In case there's ever another one: meta-schemas/netlink/core.yaml
Or something similar.
> +
> +title: Protocol
> +description: Specification of a genetlink protocol
> +type: object
> +required: [ name, description, attribute-spaces, operations ]
> +additionalProperties: False
> +properties:
> + name:
> + description: Name of the genetlink family
> + type: string
> + description:
It's better if your schema vocabulary is disjoint from jsonschema
vocabulary. From what I've seen, it's fairly common to get the
indentation off and jsonschema behavior is to ignore unknown keywords.
If the vocabularies are disjoint, you can write a meta-schema that only
allows jsonschema schema vocabulary at the right levels. Probably less
of an issue here as you don't have 1000s of schemas.

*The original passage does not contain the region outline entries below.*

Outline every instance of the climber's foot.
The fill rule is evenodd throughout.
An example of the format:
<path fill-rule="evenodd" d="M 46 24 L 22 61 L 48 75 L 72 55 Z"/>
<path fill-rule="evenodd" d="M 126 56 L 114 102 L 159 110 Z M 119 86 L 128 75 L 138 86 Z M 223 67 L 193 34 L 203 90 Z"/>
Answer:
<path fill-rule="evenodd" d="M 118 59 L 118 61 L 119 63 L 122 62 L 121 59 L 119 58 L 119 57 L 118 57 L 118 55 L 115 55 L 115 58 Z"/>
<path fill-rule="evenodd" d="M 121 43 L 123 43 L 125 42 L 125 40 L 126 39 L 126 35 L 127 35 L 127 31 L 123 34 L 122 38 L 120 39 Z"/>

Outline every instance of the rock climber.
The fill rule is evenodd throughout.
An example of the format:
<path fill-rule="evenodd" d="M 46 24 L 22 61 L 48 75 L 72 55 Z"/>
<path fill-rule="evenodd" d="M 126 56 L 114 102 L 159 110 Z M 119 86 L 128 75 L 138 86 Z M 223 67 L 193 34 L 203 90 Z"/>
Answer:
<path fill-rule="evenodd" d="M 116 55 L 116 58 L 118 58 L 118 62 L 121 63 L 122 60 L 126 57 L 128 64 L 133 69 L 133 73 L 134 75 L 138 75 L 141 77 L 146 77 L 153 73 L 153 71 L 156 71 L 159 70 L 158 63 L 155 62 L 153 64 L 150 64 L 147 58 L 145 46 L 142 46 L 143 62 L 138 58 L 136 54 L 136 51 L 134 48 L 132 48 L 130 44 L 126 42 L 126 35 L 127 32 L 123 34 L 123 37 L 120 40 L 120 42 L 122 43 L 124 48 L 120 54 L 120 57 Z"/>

> + description: Description of the family
> + type: string
> + version:
> + description: Version of the family as defined by genetlink.
> + type: integer
Do you have the need to define the int size? We did our own keyword for
this, but since then I've looked at several other projects that have
used something like 'format: uint32'. There was some chatter about
trying to standardize this, but I haven't checked in a while.
> + attr-cnt-suffix:
> + description: Suffix for last member of attribute enum, default is "MAX".
> + type: string
> + headers:
> + description: C headers defining the protocol
> + type: object
> + additionalProperties: False
> + properties:
> + uapi:
> + description: Path under include/uapi where protocol definition is placed
> + type: string
> + kernel:
> + description: Additional headers on which the protocol definition depends (kernel side)
> + anyOf: &str-or-arrstr
> + -
> + type: array
> + items:
> + type: string
> + -
> + type: string
> + user:
> + description: Additional headers on which the protocol definition depends (user side)
> + anyOf: *str-or-arrstr
For DT, we stick to a JSON compatible subset of YAML, so no anchors. The
jsonschema way to do this is using '$defs' (or 'definitions' before the
spec standardized it) and '$ref'.
> + constants:
> + description: Enums and defines of the protocol
> + type: array
> + items:
> + type: object
> + required: [ type, name ]
> + additionalProperties: False
> + properties:
> + name:
> + type: string
> + type:
> + enum: [ enum, flags ]
> + value-prefix:
> + description: For enum the prefix of the values, optional.
> + type: string
> + value-start:
> + description: For enum the literal initializer for the first value.
> + oneOf: [ { type: string }, { type: integer }]
I think you can do just 'type: [ string, integer ]'.